Last night in my rush to get the cats wet food treated and locked inside for the night so I could make it to Toastmasters, was the night that Napoleon decided to climb up on the roof. Since the allure of his treat food was so great, he did eventually find his own way down before I could get out the ladder and I did make it to my meeting on time.

I was quite surprised, both by the delay, which caused me to go looking in the first place, and by where I saw him. I didn't see him go up or down so can only imagine where he might have done so. I have seen Humphrey climb the willow tree and get every bit as high as the roof. I was just glad that he did either remember where he went up and used that path back down or forged a new trail down in time. Unlike a tree, there should be very little traction for his claws, at least I hope there isn't especially hoping he didn't make some.

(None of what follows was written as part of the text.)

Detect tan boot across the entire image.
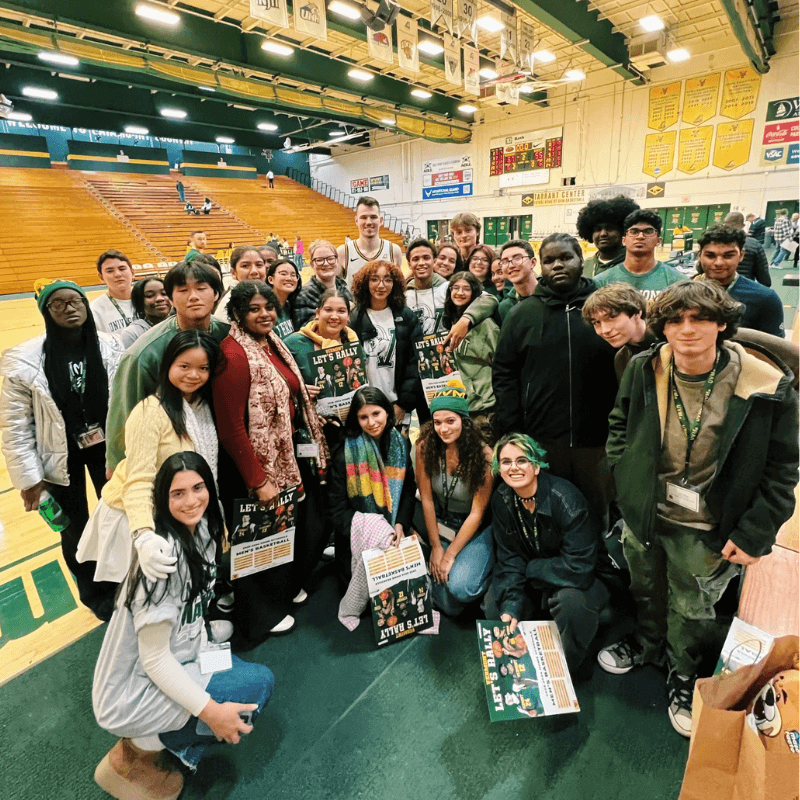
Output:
[94,739,183,800]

I got up this morning and got busy outside with watering and fertilizing the potted plants, and the in ground fuchsias. This is what allowed me to learn that the piercing smoke detector battery low sound that caused me to replace batteries was actually a bird. With daylight savings time now being most of the year, I no longer have a good six month rule of thumb replacement date and wasn't smart enough to label or record my last replacement.

I've been doing a lot of thinking on a particular bit of wisdom that I got from a Peach Oo-la-long Honest Tea cap. I don't drink it all the time for two reasons: every once in a while I stop drinking caffeine, and at $1.69 at the local store it is expensive. However, I do enjoy the tea and the caps. In fact, I have a collection of them.

This particular thought provoking cap says: "Perfection is achieved not when there is nothing more to add, but when there is nothing left to take away." -Antoine de Saint-Exupery. I still like quotes, particularly those from caps, based on the quote itself not the names of the sources. After using a quote in one of my justifications at work for the words, my supervisor at the time looked up the source and advised me that the source no longer had any credibility and would not advance my purpose. So now, I do look up the source and use the quotes anyway.

Antoine was the third of five children born in 1900 to a French provincial noble family. He was an author, commercial pilot, and a WWII pilot for the Free French. He died in 1944 on a flight to collect information on German troop movements in preparation for the Allied invasion. More details are available at http://en.wikipedia.org/wiki/Antoine_de_Saint-Exupéry.

But it is really the words. For most of my life I have been adding things that now I realize limit what I can be and do. More, it seems that everything I want to do requires the addition of something else to enable it. I have a storage shed and a garage full of stuff that I rarely, if ever, use. (Although some of the stuff in the garage I would like to "take away.") When is it enough? Why can't it be now?